Last week it occurred to me that virtually all of my friends are, RIGHT NOW, in the midst of major life changes: some have finally finished school and are starting new careers; others are going back to school after having worked for a decade; some have just had their first baby; others are getting married or divorced.
Initially, this just seemed like more of the same. Since graduating from college, many of us have made some kind of change on a near-yearly basis--switching apartments, cities, employers, or boyfriends in a blinding blur. (So many of my friends have moved so many times that I have to hunt to find anything in my address book--half the entries are scratched out and the rest are written in any old place, under any old letter.)
But these, I think, are truly big changes, and ones that will shape at least the next few years of our lives. But. . . shape them how, exactly?
I've been complaining a lot, to a lot of people, about not knowing what the narrative of my life is supposed to be, and in one of those conversations HK reminded me that I used to go around offering, from Kierkegaard, the observation "life can only be understood backwards, but it must be lived forward."
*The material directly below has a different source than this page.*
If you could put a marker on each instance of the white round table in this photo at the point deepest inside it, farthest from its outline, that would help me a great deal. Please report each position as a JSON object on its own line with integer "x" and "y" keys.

(And okay, that's a pretty shameful revelation--but if you think there's nothing more annoying than a 20-year-old who goes around saying, "as Kierkegaard says. . ." you'd be wrong: at one of HK's law firm interviews, when asked about the unusual series of jobs she'd held since college and what they added up to, she commented, vaguely, that one of her friends used to say [the above quotation]. Her interviewer replied, "Actually, that's Kierkegaard. I mean, your friend didn't just make that up.")
And what strikes me about that induced memory isn't the total profundity of that quotation, but the fact that. . . well. . . I guess I've always felt this way. Back when I kept a journal, I had this experience with some regularity. I'd flip through an older volume, start reading, and discover, hey! That thing in my current life and those deep self-realizations it was provoking? Uh, I'd already had them. Like, five years earlier.
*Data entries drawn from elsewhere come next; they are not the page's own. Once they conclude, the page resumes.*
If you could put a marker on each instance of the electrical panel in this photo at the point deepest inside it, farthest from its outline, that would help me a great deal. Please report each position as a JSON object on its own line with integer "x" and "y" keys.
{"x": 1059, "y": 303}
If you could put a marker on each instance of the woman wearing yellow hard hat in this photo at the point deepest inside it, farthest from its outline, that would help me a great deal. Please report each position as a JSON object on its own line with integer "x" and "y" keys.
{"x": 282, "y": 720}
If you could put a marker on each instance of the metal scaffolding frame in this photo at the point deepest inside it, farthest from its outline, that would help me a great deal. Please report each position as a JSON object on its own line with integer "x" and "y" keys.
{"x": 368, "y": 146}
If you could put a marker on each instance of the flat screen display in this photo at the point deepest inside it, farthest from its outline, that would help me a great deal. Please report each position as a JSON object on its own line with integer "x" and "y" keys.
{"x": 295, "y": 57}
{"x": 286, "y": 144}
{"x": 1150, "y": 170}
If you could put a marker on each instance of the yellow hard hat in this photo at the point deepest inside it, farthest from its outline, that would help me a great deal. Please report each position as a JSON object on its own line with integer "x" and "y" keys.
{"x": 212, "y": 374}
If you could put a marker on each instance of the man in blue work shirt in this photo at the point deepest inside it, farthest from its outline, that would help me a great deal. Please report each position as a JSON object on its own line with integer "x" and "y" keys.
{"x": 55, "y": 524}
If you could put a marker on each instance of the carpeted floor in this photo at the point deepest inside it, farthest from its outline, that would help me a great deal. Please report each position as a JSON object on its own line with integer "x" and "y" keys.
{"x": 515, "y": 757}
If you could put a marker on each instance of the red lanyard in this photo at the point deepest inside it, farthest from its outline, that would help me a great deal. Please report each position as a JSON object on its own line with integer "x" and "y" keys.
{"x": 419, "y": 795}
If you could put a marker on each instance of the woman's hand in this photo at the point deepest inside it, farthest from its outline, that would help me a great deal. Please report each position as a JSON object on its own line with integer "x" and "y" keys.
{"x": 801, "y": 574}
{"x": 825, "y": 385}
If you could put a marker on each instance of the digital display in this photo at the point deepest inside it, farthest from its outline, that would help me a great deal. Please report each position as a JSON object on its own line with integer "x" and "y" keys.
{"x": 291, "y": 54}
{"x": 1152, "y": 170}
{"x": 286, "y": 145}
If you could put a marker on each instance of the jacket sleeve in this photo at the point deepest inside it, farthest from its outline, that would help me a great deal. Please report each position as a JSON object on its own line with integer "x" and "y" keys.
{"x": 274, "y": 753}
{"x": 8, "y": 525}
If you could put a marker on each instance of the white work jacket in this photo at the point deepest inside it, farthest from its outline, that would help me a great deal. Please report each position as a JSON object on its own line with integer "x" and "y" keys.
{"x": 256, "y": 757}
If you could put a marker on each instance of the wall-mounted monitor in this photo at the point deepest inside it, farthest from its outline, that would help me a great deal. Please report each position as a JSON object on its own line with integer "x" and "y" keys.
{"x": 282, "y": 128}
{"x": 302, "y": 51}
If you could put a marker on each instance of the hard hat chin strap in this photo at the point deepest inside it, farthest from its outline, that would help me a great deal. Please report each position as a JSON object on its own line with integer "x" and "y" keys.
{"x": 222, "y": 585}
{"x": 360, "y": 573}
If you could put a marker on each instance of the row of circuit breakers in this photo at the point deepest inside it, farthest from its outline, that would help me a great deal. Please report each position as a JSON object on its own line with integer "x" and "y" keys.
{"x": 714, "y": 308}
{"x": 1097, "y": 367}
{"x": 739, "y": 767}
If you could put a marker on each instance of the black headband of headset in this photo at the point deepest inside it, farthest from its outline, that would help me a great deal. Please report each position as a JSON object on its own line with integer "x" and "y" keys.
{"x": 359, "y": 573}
As humbling as these moments are, especially when they involve having made the same fucking mistakes or operating under the same flawed assumptions, there's also something comforting about them. I have changed, in quite a lot of ways, so there's a pleasure--even if it's a rueful one--in signs of continuity.
And so now, thinking about the Big Changes that many of my friends are experiencing, I'm resisting the urge to say--whether in sorrow or in delight--"Things are totally different! Life will never be the same!" Because every single time I've ever thought that, I've been wrong. And maybe it simply is that we remain mostly the same people and tend to persist in the same behaviors, but it's hard not to feel that there are larger narrative patterns at work when doors that appeared closed suddenly open; people disappear only to reappear; and answers arrive to questions we weren't aware we had asked.
Still. One part of my past self that doesn't need to reappear? The quoting philosophers part. The pretentiousness there's probably no help for.